California Atty. Gen. Kamala Harris, the only major candidate for the U.S. Senate seat being vacated by Barbara Boxer, is unknown by more than half the state’s registered voters, according to a new USC Dornsife/Los Angeles Times poll.
Even more — six in 10 — have no impression of her, favorable or dim.
The primary election is more than a year away, giving Harris, a Democrat, ample opportunity to raise enough money to introduce herself to California’s nearly 18 million registered voters. But voters’ lack of knowledge about Harris — a state official since 2011 — presents an opportunity for a challenger.
“She’s not some huge titan,” said Dave Kanevsky of American Viewpoint, the Republican half of the bipartisan team that conducted the survey. “She by no means has this election locked up more than a year in advance.”
Drew Lieberman of Greenberg Quinlan Rosner Research, the Democratic polling firm, agreed but noted that Harris led the field of potential candidates in the poll and had strong approval ratings among voters who knew her.
“I wouldn’t trade her starting position for anyone else’s,” he said.
Harris announced her candidacy last month, within days of Boxer’s announcement that she would not seek reelection, and has since been holding fundraisers and securing endorsements.
In addition, the best known politician who was considering the race, former Los Angeles Mayor Antonio Villaraigosa, announced this week that he would not run. The survey shows that he would have entered the race trailing Harris.
And although more than six in 10 respondents could identify him, unfavorable impressions of him were twice as high as for Harris. Voters preferred Harris over Villaraigosa by nine percentage points in a multi-candidate field.
Such a gap could have been overcome, said poll director Dan Schnur, head of USC’s Jesse M. Unruh Institute of Politics, pointing to the strong support Villaraigosa received among one of the fastest-growing voter groups: Latinos.
A bid by Villaraigosa “would not have been a suicide mission by any stretch of the imagination,” Schnur said.
In a head-to-head match, Harris drew 45% support, compared with 27% for Villaraigosa, according to the poll.
Harris’ advisors have clearly recognized her lack of a statewide profile. In the final days of her 2014 reelection campaign, in which she faced no serious threat, Harris’ campaign spent more than $1 million advertising on television outside of her Bay Area home base.

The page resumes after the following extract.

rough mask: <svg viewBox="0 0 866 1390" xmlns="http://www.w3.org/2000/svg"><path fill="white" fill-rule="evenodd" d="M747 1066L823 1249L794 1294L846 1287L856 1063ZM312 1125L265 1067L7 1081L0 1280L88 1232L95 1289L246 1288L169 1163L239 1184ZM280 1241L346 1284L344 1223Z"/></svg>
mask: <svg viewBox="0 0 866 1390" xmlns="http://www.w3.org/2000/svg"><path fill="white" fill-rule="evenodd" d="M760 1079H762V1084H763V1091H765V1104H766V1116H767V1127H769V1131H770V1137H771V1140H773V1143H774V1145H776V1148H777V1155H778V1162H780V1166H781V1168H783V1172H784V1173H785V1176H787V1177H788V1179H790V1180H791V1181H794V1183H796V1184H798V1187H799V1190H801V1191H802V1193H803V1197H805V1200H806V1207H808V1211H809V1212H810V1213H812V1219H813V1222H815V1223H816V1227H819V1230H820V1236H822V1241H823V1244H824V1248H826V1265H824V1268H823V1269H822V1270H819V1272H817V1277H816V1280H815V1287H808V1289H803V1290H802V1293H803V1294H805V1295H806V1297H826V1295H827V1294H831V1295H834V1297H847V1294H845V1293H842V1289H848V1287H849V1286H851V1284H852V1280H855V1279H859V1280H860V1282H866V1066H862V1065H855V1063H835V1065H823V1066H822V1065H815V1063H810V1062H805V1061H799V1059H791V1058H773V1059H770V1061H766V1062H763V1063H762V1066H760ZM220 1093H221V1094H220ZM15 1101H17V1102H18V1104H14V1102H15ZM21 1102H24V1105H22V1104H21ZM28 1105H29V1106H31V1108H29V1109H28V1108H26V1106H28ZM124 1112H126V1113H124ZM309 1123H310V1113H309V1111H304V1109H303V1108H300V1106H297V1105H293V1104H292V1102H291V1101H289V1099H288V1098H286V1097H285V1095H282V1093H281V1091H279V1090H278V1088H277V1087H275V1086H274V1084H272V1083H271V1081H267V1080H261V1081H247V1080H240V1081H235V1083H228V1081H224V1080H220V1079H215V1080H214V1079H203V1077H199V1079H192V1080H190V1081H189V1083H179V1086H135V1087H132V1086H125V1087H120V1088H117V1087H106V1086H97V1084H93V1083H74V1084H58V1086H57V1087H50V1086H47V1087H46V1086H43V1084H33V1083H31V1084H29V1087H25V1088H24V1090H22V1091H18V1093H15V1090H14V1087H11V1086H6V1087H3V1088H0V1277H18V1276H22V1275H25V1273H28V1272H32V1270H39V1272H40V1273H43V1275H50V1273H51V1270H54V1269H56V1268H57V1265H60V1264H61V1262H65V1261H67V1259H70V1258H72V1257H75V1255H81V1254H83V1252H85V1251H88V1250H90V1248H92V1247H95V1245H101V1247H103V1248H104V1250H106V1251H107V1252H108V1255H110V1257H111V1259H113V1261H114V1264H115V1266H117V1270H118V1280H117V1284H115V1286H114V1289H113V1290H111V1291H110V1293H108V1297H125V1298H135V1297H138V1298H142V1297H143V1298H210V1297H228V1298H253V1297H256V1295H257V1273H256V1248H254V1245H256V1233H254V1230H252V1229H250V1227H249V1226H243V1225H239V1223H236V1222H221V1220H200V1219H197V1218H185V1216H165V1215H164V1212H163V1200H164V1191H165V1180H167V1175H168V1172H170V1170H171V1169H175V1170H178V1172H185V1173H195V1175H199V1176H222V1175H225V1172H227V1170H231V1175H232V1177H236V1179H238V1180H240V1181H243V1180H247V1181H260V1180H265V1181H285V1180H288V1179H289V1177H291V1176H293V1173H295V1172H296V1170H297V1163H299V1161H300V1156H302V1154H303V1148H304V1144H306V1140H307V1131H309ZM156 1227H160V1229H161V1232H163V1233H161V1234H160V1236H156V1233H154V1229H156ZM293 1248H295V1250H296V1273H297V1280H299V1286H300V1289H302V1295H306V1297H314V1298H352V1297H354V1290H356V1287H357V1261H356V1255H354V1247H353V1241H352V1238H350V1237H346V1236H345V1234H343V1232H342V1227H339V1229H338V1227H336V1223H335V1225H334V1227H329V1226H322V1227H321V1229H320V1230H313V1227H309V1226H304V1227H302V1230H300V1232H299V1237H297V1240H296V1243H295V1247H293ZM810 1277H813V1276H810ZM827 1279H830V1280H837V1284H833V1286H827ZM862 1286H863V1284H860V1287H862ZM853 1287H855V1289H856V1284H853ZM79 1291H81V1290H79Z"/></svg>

Not surprisingly, some of Harris’ strongest support comes from Bay Area voters, 45% of whom said they plan to vote for her in the June 2016 Senate primary. Harris, who is half black, also polls well among African American voters, 50% of whom support her. And 38% of voters with at least one college degree said they would vote for her.
Harris received more support from women and those over 50 than did any of the seven possible candidates tested: Both groups favored her at 29%, the poll shows.
Kim Ganz, 50, of San Jose said it was important that a woman retain the seat Boxer won in 1992, known in politics as the “Year of the Woman” because a record number of females were elected to the U.S. Senate.
“I’m very sorry to see Barbara Boxer go,” said Ganz, a physical therapy assistant. “I do think it’s important to have a woman go into that seat, not just to represent us, but you carry on the legacy.”
But Ganz added that her support of Harris goes beyond gender and is based on her work as the state’s top law-enforcement official.
The poll of 1,505 registered voters, conducted for the USC Dornsife College of Letters, Arts and Sciences and The Times, took place Feb. 18-24, ending on the day Villaraigosa announced his decision not to run for U.S. Senate. The margin of error is 2.7 points in either direction, and higher for subgroups.
Had he run, Villaraigosa would have entered the race as Harris’ most potent threat, despite her better showing, the survey shows.
He received support from 19% of respondents, compared to Harris’ 28%. Notably, he trailed Harris in Los Angeles County, 24% to 28%. But more than four in 10 Latinos said they would back Villaraigosa, while 14% preferred Harris.
Martin Garcia, 20, said the historic possibility of electing a Latino senator from California was one reason he would have strongly supported the former mayor.
“It shows … we can be someone,” said the Compton resident, who is studying architecture at Cal Poly Pomona.
When he was younger, Garcia said, he saw Villaraigosa as mayor and thought, “I want to be just like him.”
Several others are said to be weighing a Senate run, and those named in the survey drew only single-digit support when respondents made their first choice. Among those possible contenders, Fresno Mayor Ashley Swearengin received the biggest nod, with 9%.
Swearengin unsuccessfully ran for state controller in 2014, and her advisor has said that she is likely to forgo a Senate run to seek executive office in 2018. But among registered Republicans, she is the top choice for Senate, with 23% of their vote.
Republican registration is so low in the state — 28% — that prospects for a GOP victory in the race are considered slim.
Still, 56-year-old Republican Michael Marshall of Firebaugh, 40 miles outside Fresno, said he would support Swearengin for a change of direction.
California’s Democratic senators have failed the drought-parched Central Valley, he said — though he was skeptical of Swearengin’s viability against politicians from larger cities.
“They have a bigger population base, and that gives you a better chance,” he said.